Chronic in utero cyclooxygenase inhibition alters PGE2-regulated ductus arteriosus contractile pathways and prevents postnatal closure

Jeff Reese, Nahid Waleh, Stanley D Poole, Naoko Brown, Christine Roman, Ronald I Clyman, Jeff Reese, Nahid Waleh, Stanley D Poole, Naoko Brown, Christine Roman, Ronald I Clyman

Abstract

Although prostaglandin E2 (PGE2) vasodilates the ductus arteriosus, tocolysis with cyclooxygenase (COX) inhibitors delays postnatal ductus arteriosus closure. We used fetal mice and sheep to determine whether PGE2 has a role in the development of ductus contractility that is distinct from its function as a vasodilator. Prolonged exposure of fetal ductus to PGE2 in vitro increased the expression of CaL- and K+-channel genes (CaLalpha1c, CaLbeta2, Kir6.1, and Kv1.5, which regulate oxygen-induced constriction) without affecting the genes that regulate Rho-kinase-mediated calcium sensitization. Conversely, chronic exposure to COX inhibitors in utero decreased expression of CaL- and K+-channel genes, without affecting Rho-kinase-associated genes. Chronic COX inhibition in utero decreased the ductus' in vitro contractile response to stimuli that use CaL- and K+-channels (like O2 and K+), whereas the response to stimuli that act through Rho-kinase-mediated pathways (like U46619) was not significantly affected. Phosphodiesterase expression, which decreases the ductus' sensitivity to cAMP- or cGMP-dependent vasodilators, was increased by PGE2 exposure and decreased by COX inhibition, respectively. These studies identify potential downstream effectors of a PGE2-mediated, developmental program, regulating oxygen-induced ductus closure. Alterations in these effectors may explain the increased risk of patent ductus arteriosus (PDA) after in utero COX inhibition.

Figures

Figure 1
Figure 1
Response of the fetal and newborn ductus arteriosus to acute (COX-In d19) and chronic (COX-In d15–19) COX inhibition in vivo.
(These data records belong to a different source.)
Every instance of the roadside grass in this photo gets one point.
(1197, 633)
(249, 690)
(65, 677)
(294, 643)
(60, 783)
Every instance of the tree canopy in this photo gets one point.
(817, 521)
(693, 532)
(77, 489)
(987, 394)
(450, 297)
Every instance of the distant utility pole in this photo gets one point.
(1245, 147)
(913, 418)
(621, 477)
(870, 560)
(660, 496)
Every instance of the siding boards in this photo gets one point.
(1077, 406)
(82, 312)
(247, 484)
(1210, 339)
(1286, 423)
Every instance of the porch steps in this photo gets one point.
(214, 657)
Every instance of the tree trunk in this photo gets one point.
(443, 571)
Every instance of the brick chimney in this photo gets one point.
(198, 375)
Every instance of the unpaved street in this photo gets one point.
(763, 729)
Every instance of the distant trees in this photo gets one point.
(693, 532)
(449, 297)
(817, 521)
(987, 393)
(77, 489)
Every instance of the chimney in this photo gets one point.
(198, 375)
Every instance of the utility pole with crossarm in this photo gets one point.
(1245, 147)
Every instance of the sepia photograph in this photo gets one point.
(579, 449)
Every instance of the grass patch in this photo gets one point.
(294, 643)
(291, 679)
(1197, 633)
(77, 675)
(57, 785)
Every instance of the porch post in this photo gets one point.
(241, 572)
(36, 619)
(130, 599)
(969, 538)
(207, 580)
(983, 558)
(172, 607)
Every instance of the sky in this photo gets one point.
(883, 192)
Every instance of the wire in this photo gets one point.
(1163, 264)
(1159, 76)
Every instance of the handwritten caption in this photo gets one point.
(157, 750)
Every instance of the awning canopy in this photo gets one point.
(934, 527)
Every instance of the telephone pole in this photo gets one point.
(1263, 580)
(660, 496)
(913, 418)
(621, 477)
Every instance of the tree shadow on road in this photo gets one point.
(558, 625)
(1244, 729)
DA=ductus and AO=transverse aorta lumen diameters. Acute COX inhibition constricted the fetal ductus at term gestation (n = 17 fetuses; 7 litters) compared with Control fetuses (n = 9; 6 litters). Chronic COX inhibition (n = 17; 6 litters) did not constrict the fetal ductus. Ductus closure in 4 hour-old newborn pups (chronically exposed to COX inhibitors in utero (n = 26; 11 litters) was significantly reduced (resulting in a PDA) compared to Control newborns (n = 12; 4 litters). *p<0.05 compared to fetal controls; § p<0.05 compared to newborn control.
Figure 2
Figure 2
Contractile response of isolated ductus from19 day-old fetal mice treated with or without chronic COX inhibitors. Ductus were incubated in deoxygenated buffer containing L-NAME and indomethacin and exposed to increasing oxygen (A, D), K+ (B, E), or U-46619 (C, F) concentrations. P = maximal relaxation with papaverine. Steady state oxygen tensions were 42.5±2., 57.3±2.1, 75.1±1.8, 118.8±1.7, and 181.0±5.6 mmHg when the buffer was bubbled with 0, 2, 5, 12, and 21% oxygen, respectively. The K+ and U-46619 dose-response experiments were performed in 0% oxygen. Degree of lumen closure = 1-(measured diameter/ diameter after papaverine relaxation). Open squares = Controls, solid squares = chronic COX inhibition. Animal numbers: O2 (A, D): Control=6, COX inhibition=6; K+ (B,E): Control=9, COX inhibition=5; U-46619 (C, F): Control=7, COX inhibition=6. *p<0.05 compared to Control.